Io_uring

In this page, I’ll provide a surface-level explanation of how io_uring works. If you want a more in-depth explanation, check out this tutorial or this redhat article.

As mentioned, io_uring manages file descriptors for the users and lets them know when one or more of them are ready.

Each io_uring instance is composed of two ring buffers - the submission queue and the completion queue.

To register interest in a file descriptor, you add an SQE to the tail of the submission queue. Adding to the submission queue doesn’t automatically send the requests to the kernel, you need to submit it via the io_uring_enter system call. Io_uring supports batching by allowing you to add multiple SQEs to the ring before submitting.

The kernel processes the submitted entries and adds completion queue events (CQEs) to the completion queue when it is ready.
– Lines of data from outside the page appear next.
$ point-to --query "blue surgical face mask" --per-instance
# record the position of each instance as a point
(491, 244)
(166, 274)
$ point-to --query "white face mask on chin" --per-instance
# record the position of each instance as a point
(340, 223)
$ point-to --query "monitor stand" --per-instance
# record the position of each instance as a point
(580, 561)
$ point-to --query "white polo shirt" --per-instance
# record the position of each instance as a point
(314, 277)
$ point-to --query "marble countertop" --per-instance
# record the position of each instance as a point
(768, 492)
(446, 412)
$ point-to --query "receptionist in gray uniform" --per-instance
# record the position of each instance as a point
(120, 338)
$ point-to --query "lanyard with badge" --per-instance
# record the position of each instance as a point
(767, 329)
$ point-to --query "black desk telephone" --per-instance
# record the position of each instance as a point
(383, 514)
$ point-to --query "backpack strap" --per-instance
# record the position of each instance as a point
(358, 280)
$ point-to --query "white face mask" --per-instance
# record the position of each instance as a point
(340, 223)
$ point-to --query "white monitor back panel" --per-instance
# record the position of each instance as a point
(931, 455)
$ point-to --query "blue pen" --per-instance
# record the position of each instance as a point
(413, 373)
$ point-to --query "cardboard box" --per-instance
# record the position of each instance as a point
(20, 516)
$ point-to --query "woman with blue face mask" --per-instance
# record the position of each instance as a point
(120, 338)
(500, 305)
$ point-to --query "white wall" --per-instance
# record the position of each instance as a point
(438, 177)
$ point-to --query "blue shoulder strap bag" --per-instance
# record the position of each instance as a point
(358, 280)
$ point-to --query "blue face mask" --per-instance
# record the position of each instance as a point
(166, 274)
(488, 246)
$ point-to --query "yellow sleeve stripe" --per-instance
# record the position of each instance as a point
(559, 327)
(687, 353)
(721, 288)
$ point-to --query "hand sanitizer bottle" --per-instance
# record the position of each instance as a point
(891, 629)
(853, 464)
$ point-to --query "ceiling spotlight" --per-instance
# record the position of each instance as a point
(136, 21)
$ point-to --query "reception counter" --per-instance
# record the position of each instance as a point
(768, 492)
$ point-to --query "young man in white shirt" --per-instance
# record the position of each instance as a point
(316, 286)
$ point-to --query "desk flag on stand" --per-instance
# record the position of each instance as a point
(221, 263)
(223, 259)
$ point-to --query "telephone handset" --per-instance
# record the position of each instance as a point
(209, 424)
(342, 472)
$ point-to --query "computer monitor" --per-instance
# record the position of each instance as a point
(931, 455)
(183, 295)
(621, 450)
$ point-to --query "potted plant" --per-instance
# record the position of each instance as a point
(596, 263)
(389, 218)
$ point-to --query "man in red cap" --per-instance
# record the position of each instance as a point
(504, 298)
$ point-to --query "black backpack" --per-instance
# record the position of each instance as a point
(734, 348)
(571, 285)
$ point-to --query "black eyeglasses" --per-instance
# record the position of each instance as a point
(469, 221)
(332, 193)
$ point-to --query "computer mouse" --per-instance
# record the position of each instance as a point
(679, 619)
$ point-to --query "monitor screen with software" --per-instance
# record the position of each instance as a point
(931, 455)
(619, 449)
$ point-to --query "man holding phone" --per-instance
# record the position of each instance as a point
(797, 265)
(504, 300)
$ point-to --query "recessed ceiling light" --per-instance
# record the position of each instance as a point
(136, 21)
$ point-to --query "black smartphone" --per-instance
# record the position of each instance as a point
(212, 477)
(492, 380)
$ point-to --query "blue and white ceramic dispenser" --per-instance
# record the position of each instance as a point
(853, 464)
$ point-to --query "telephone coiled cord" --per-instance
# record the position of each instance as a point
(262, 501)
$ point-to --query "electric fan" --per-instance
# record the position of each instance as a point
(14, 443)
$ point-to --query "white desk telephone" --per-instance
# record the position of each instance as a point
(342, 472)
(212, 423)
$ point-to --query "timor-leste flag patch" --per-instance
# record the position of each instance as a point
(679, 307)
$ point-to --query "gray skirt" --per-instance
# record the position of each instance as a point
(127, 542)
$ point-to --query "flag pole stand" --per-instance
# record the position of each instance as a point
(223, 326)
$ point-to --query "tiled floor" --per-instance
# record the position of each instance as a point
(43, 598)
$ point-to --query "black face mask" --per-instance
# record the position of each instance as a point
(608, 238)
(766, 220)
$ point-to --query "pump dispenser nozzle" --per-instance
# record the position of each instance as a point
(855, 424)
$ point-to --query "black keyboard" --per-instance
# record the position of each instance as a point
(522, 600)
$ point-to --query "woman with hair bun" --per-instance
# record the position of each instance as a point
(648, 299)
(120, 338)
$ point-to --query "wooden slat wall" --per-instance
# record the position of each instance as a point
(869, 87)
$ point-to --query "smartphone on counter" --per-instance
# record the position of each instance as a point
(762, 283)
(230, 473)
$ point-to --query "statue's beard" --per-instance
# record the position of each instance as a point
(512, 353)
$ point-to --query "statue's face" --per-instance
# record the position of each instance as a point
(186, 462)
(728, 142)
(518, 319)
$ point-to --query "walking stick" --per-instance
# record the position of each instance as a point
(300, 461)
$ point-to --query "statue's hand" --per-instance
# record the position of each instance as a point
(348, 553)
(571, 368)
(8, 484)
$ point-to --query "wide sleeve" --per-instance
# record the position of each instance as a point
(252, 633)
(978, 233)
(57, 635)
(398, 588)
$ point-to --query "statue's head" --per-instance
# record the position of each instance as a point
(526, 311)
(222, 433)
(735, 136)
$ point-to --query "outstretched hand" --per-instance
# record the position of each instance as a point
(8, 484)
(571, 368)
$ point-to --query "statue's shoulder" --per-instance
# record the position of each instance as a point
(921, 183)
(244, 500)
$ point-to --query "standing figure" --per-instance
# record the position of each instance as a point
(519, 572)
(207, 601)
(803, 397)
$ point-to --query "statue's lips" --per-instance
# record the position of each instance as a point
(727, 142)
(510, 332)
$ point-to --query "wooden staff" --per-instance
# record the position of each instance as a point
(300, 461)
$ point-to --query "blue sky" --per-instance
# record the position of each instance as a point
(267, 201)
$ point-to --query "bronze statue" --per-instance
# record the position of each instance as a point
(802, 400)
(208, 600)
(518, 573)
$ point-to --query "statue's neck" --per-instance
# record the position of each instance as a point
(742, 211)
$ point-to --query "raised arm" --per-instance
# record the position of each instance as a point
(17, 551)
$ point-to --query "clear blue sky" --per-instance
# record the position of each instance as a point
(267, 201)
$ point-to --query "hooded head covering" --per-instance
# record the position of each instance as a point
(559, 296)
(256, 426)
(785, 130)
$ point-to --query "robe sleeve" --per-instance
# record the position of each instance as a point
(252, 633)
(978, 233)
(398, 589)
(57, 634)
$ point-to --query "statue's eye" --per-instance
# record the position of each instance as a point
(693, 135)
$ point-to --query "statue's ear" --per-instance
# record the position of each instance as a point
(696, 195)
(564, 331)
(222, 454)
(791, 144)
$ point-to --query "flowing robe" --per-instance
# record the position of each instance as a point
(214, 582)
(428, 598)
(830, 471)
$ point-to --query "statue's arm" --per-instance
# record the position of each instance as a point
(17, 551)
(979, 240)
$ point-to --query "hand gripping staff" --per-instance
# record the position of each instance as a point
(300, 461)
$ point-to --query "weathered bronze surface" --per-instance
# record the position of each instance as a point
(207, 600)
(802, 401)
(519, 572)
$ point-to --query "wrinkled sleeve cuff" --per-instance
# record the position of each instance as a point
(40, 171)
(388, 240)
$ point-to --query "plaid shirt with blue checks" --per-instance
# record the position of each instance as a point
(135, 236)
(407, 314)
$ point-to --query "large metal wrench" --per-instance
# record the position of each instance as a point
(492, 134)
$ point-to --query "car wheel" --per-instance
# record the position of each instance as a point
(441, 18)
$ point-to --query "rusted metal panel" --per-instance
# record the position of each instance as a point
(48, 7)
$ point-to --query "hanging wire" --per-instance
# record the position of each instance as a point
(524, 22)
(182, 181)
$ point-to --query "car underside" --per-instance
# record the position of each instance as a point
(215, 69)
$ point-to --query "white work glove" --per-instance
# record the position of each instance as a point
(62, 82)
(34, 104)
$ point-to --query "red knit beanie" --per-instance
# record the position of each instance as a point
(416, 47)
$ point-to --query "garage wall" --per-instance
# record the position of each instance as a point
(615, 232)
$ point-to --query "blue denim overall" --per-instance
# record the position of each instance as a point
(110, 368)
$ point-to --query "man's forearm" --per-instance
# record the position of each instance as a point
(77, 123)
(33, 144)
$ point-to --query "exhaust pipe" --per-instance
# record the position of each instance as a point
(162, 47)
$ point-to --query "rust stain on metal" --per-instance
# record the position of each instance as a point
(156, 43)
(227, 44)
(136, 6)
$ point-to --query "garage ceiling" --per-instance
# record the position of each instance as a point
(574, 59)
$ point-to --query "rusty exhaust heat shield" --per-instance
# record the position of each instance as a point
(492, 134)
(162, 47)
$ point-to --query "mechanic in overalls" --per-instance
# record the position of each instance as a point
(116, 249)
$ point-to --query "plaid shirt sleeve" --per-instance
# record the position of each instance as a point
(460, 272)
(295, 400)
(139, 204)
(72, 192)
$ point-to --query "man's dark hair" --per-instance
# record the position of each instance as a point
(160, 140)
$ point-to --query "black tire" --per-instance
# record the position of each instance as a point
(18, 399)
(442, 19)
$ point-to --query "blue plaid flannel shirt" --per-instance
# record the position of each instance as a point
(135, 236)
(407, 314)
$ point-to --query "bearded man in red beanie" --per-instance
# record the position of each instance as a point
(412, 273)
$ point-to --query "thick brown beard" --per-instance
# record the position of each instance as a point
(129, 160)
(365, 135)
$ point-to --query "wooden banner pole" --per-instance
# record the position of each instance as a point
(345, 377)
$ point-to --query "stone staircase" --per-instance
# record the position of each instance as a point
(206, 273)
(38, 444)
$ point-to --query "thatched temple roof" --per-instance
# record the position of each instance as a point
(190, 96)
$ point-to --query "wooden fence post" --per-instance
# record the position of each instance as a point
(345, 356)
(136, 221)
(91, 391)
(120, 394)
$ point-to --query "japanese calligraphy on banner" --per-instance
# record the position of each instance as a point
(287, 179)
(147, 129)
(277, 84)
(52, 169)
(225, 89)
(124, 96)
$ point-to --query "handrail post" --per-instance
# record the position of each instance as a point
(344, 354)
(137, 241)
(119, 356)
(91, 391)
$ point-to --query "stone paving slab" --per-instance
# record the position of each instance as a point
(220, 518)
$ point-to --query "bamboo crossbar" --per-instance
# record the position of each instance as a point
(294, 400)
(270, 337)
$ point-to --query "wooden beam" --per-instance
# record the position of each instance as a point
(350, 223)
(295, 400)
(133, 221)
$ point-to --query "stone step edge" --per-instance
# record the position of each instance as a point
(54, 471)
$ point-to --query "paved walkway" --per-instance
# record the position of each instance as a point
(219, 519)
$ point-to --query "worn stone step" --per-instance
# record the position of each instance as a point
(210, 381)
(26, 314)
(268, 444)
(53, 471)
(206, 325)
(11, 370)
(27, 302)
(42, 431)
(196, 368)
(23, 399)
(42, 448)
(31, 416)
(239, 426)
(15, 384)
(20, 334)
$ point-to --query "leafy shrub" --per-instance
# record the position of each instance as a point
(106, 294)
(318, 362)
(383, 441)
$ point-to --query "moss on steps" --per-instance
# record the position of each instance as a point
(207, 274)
While the order of the CQEs might not match the order of the SQEs, there will be one CQE for each SQE, which you can identify by providing user data.

The user can then check the CQE to see if there are any completed I/O operations.

Using io_uring for TcpListener

Let’s look at how we can use IoUring to manage the accept operation for a TcpListener. We will be using the iou crate, a library built on top of liburing, to create and interact with io_uring instances.

#![allow(unused)]
fn main() {
let l = std::net::TcpListener::bind("127.0.0.1:8080").unwrap();
l.set_nonblocking(true).unwrap();
let mut ring = iou::IoUring::new(2).unwrap();

unsafe {
    let mut sqe = ring.prepare_sqe().expect("failed to get sqe");
    sqe.prep_poll_add(l.as_raw_fd(), iou::sqe::PollFlags::POLLIN);
    sqe.set_user_data(0xDEADBEEF);
    ring.submit_sqes().unwrap();
}
l.accept();
let cqe = ring.wait_for_cqe().unwrap();
assert_eq!(cqe.user_data(), 0xDEADBEEF);
}

In this example, we first create a [TcpListener](<https://doc.rust-lang.org/stable/std/net/struct.TcpListener.html>) and set it to non-blocking. Next, we create an io_uring instance. We then register interest in the socket’s file descriptor by making a call to prep_poll_add (a wrapper around Linux’s io_uring_prep_poll_add call). This adds a SQE entry to the submission queue which will trigger a CQE to be posted when there is data to be read.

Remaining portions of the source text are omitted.